Using a Logistic Regression to Make a College Basketball Predictive Ranking

Avi Rajendra-Nicolucci
3 min readMar 1, 2021

I was assigned a take-home project recently where one of the parts was building a predictive ranking of ACC basketball teams from the 2018/19 season using box score data. It was optional to create a rating for the ranking which I did. So if team A was ranked higher than team B, team A would be predicted to win on a neutral court.

North Carolina vs. Duke is one of the best rivalries in American sports

This problem immediately seemed like a logistic regression problem due to the binary nature of winning and losing. My plan from the start was to create a logistic regression model and use the coefficients to make a rating system.

There were two ways to use the data: per game average and rolling averages. Both I would have to calculate on my own. I decided to go with the rolling average because past research suggested this was the best way of modeling college basketball. Plus, it made more sense to assess how a team was playing rather than just end-of-season averages. I decided to go with a 5 game rolling average which would provide a nice snapshot into how teams were playing.

The box score data provided consisted of a team’s points scored, assists, turnovers, steals, blocks, rebounds, offensive/defensive rebounds, field goals attempted/made, 3 point field goals attempted/made, free throws attempted/made, and fouls committed in a single game. That’s 15 variables which is kind of a lot! Having too many variables can lead to overfitting of a model. The other issue is multicollinearity, meaning some of these variables are highly correlated with each other. The solution is feature selection.

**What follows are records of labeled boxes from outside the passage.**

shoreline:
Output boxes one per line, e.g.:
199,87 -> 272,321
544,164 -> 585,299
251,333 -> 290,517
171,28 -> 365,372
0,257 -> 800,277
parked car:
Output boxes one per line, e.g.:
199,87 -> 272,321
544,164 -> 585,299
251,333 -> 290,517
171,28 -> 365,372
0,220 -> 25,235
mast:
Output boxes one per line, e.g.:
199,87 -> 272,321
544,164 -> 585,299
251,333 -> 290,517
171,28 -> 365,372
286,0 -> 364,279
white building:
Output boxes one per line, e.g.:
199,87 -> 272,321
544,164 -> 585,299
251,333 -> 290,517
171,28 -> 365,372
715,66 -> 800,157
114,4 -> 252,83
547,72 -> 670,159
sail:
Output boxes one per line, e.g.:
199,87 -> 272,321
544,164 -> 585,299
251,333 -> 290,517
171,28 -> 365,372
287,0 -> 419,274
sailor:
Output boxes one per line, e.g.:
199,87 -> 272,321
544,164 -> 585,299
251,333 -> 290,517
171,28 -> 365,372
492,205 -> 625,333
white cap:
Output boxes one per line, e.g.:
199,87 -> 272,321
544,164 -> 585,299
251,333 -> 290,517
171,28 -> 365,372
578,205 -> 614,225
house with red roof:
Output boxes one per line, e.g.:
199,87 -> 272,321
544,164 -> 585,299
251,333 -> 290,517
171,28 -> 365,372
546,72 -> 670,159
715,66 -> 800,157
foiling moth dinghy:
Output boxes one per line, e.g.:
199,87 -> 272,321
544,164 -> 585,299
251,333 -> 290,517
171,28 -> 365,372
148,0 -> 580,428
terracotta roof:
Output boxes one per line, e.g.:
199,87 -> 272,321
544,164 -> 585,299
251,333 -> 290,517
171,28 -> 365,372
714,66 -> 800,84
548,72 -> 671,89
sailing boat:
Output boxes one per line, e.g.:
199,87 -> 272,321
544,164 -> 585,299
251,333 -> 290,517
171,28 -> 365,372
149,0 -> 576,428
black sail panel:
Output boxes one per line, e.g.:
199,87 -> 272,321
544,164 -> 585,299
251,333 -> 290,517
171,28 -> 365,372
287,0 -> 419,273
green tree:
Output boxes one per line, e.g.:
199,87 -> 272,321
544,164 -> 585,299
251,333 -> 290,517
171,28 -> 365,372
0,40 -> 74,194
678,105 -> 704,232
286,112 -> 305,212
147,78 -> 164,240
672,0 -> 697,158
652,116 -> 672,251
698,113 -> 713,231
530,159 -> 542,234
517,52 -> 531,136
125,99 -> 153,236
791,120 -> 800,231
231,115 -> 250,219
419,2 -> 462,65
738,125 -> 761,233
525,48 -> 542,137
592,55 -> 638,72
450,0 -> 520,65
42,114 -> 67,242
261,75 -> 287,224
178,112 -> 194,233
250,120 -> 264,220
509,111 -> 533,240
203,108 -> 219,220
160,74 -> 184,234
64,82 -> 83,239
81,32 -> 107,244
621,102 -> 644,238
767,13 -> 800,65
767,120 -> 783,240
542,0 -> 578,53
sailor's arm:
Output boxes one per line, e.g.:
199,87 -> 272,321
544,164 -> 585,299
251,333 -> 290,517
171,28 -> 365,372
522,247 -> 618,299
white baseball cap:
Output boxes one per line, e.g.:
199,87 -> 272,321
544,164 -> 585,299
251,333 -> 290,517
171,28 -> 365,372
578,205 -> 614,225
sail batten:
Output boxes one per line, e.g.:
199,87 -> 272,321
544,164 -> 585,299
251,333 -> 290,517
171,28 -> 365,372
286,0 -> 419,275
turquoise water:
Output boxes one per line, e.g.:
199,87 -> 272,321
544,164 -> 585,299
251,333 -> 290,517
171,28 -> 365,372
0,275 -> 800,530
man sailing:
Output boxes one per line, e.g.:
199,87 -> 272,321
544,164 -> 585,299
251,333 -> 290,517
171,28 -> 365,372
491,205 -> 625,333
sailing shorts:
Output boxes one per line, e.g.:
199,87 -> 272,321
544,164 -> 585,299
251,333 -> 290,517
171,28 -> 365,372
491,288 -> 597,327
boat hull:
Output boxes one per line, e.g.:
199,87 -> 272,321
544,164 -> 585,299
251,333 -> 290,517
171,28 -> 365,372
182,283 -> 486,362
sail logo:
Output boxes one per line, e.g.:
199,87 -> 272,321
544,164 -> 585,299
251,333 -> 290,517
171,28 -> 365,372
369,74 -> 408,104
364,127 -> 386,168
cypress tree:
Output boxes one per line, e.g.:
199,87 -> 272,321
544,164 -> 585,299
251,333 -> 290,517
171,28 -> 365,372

Virginia was the eventual national champion in 2018/19

I decided to use a technique called backward feature selection. Essentially you eliminate one variable from the model at a time until all of your variables are below a certain significance level or P-value. Typically that P-value is 0.05 which I stuck with here.

It was fascinating to see which variables didn’t make the cut in each iteration of the model. In the end, I was only left with three variables: margin of victory/loss, turnovers and fouls (all rolling averages). This, of course, was not including home-court advantage, if home-court was included it was by far the most important variable which was cool to see given how important fans are thought to be in college basketball.

I multiplied the coefficients of the variables by each team’s final rolling averages to get an index that would predict any future games. Check out the table below. Note that the rating was based on current form in the last five games but as you can see it matches closely with the final standings.

2018/19 ACC Basketball Ratings

One limitation of doing this with coefficients is they are a crude way of measuring feature importance. Using an importance score would’ve been a more accurate method here. But overall I’m pleased with the results, it definitely passes the eye test with North Carolina, Duke and Virginia in the top three of the rating. Virginia of course ended up winning the NCAA Tournament that season while Duke was knocked out in the Elite Eight and North Carolina was eliminated in the Sweet Sixteen.

This model was far from perfect but it was my first time using rolling averages and box score data together. All of this was done using Python in Jupyter Notebooks using the statsmodels package. I hope this was informative and I’d love to do some more modeling work in this area either with basketball or other sports.

--

--